Mikroben machen aus Plastik neue Wertstoffe

Mikroben, Pilze und Enzyme machen vor, wie biologische Systeme Plastik nicht nur abbauen – sondern in Rohstoffe, Habitate und sogar Medikamente verwandeln. (Bild: Plastic is Fantastic Association)

Es gibt verschiedene Methoden, gebrauchtes Plastik sinnvoll zu verwerten. Ein weiterer Ansatz ist der Einsatz von Mikroben, Pilzen und Enzymen: Sie bauen Kunststoff nicht nur ab, sondern verwandeln ihn in nützliche Produkte – bis hin zu Medikamenten.

Kunststoff ist eines der wichtigsten Materialien unserer Zeit – und dank seiner Recyclingfähigkeit ein zentraler Bestandteil der Kreislaufwirtschaft. Nun eröffnet sich ein neuer Ansatz: Das aus dem Abbau organischer Abfälle bekannte Biorecycling lässt sich auch auf Kunststoff anwenden.
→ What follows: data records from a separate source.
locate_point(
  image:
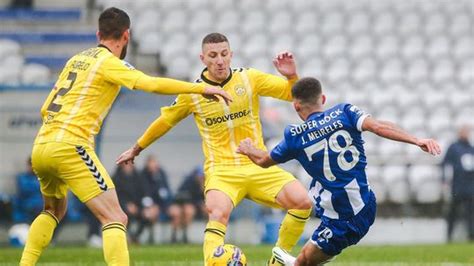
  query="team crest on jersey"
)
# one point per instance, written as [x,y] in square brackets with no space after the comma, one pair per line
[240,90]
[127,64]
[356,110]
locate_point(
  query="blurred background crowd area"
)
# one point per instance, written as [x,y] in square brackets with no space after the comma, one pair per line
[409,62]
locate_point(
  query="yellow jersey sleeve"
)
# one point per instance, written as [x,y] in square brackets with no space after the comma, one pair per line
[170,116]
[122,73]
[271,85]
[167,86]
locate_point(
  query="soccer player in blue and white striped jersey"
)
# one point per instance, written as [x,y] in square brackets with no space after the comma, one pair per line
[329,146]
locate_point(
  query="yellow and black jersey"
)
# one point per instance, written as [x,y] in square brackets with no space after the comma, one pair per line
[222,127]
[85,90]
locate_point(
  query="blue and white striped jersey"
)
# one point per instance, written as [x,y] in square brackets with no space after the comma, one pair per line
[329,146]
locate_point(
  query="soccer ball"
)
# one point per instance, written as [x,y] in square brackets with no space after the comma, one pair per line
[227,255]
[17,234]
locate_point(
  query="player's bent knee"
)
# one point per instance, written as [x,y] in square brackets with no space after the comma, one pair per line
[305,203]
[216,214]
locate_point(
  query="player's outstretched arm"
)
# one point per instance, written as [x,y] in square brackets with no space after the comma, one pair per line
[391,131]
[258,157]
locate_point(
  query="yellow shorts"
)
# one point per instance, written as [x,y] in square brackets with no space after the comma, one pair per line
[261,185]
[60,166]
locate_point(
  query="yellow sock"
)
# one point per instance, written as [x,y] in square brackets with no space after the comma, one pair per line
[213,237]
[114,237]
[291,228]
[39,236]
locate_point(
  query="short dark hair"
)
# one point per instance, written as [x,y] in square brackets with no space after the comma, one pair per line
[307,90]
[214,38]
[113,22]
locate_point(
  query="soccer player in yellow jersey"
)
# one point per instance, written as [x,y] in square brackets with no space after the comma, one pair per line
[230,177]
[63,153]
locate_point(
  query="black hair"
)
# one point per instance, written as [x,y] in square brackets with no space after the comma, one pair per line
[113,22]
[307,90]
[214,38]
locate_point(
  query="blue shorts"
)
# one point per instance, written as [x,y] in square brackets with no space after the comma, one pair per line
[334,235]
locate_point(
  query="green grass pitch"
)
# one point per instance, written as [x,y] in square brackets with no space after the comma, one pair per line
[177,255]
Es könnte herkömmliche Recyclingmethoden ergänzen und dazu beitragen, in die Umwelt gelangte Plastikabfälle gezielt abzubauen.
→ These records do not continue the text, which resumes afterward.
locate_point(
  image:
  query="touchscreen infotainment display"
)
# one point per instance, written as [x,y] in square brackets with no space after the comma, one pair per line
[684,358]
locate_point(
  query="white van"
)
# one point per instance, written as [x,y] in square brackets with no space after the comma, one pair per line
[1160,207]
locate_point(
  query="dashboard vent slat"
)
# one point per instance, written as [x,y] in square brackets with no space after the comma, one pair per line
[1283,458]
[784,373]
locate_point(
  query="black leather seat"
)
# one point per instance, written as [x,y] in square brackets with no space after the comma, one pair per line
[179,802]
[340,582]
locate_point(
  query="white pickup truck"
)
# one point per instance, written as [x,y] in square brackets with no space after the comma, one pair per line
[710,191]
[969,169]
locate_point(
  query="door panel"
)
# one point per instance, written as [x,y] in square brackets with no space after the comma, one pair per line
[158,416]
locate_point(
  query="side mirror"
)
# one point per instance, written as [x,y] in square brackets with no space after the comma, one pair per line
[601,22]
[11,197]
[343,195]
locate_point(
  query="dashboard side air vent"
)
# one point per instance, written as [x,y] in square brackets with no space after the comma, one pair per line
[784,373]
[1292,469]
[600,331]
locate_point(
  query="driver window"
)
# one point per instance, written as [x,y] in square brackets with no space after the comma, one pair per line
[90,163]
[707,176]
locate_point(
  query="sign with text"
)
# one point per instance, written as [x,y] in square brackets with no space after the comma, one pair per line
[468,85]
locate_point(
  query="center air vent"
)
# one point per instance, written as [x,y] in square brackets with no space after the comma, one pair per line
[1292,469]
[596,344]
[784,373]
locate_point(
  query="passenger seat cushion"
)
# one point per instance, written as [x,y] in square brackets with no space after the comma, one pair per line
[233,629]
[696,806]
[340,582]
Es wurden bereits Turbo-Enzyme, Power-Pilze und Super-Bakterien entdeckt, die Kunststoffe zersetzen. Ein Beispiel ist „Ideonella sakaiensis“, ein Bakterium, das PET mit Hilfe der Enzyme PETase und MHETase in seine Grundbausteine zerlegt. Durch gezielte Auswahl und Optimierung geeigneter Enzyme lassen sich Varianten einsetzen, die den Plastikabbau deutlich beschleunigen.
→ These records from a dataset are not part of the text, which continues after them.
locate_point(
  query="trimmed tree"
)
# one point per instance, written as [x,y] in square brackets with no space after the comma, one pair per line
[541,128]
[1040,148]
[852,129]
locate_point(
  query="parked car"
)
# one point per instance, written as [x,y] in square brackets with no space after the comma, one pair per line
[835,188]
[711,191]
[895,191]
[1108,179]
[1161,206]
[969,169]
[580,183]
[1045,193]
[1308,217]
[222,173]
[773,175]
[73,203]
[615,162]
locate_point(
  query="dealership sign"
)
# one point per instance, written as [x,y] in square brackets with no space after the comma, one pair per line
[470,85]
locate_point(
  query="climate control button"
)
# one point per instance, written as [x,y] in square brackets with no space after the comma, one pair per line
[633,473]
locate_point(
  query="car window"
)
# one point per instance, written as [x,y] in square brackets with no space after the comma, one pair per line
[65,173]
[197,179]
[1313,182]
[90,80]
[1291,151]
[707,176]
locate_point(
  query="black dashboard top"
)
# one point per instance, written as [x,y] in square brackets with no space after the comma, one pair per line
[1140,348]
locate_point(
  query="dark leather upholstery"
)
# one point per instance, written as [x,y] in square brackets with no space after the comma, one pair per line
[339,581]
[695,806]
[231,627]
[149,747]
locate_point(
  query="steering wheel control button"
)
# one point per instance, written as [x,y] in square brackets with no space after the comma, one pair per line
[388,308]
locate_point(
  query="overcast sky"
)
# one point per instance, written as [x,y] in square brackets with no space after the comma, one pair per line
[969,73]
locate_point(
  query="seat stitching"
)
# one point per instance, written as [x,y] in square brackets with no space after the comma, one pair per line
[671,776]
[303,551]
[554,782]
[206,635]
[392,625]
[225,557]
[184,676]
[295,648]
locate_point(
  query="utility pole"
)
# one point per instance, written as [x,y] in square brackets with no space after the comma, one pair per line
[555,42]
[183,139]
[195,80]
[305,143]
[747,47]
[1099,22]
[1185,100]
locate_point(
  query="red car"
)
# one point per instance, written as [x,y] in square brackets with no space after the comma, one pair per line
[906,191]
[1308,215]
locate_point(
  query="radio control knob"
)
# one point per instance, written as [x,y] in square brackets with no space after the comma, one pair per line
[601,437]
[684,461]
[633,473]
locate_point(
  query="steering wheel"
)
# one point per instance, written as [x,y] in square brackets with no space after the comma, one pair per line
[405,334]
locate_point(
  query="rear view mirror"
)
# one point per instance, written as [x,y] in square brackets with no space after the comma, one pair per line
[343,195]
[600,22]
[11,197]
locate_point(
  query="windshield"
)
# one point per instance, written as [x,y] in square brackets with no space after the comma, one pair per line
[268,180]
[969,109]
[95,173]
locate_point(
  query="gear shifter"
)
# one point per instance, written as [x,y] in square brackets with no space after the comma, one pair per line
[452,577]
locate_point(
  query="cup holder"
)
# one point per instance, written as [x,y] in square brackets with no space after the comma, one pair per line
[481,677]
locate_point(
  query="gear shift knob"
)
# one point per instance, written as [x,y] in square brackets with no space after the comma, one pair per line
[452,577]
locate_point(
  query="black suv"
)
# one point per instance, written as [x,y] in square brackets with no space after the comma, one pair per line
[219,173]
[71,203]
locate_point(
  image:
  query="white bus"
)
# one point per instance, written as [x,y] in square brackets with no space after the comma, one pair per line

Auch Pilze wie „Parengyodontium album“ oder Bakterien namens „Pseudomonas stutzeri“ zeigen beeindruckende Abbauleistungen – selbst bei bislang schwer recycelbaren Kunststoffarten. Die Befunde verdeutlichen: Biorecycling ermöglicht die effiziente Verwertung von Plastikabfällen und könnte zu einer wichtigen ergänzenden Strategie im Umgang mit Kunststoff werden.

Vom Plastik zum Medikament

Ein besonders bemerkenswerter Ansatz stammt von Forschern der University of Edinburgh. Sie entwickelten gentechnisch veränderte E. coli-Bakterien, die PET in Paracetamol, ein alltägliches Schmerz- und Fiebermittel, umwandeln können. Der gesamte Prozess erfolgt bei Raumtemperatur und erzeugt nahezu keine CO₂-Emissionen –eine umweltfreundliche Alternative zur herkömmlichen Paracetamol-Produktion.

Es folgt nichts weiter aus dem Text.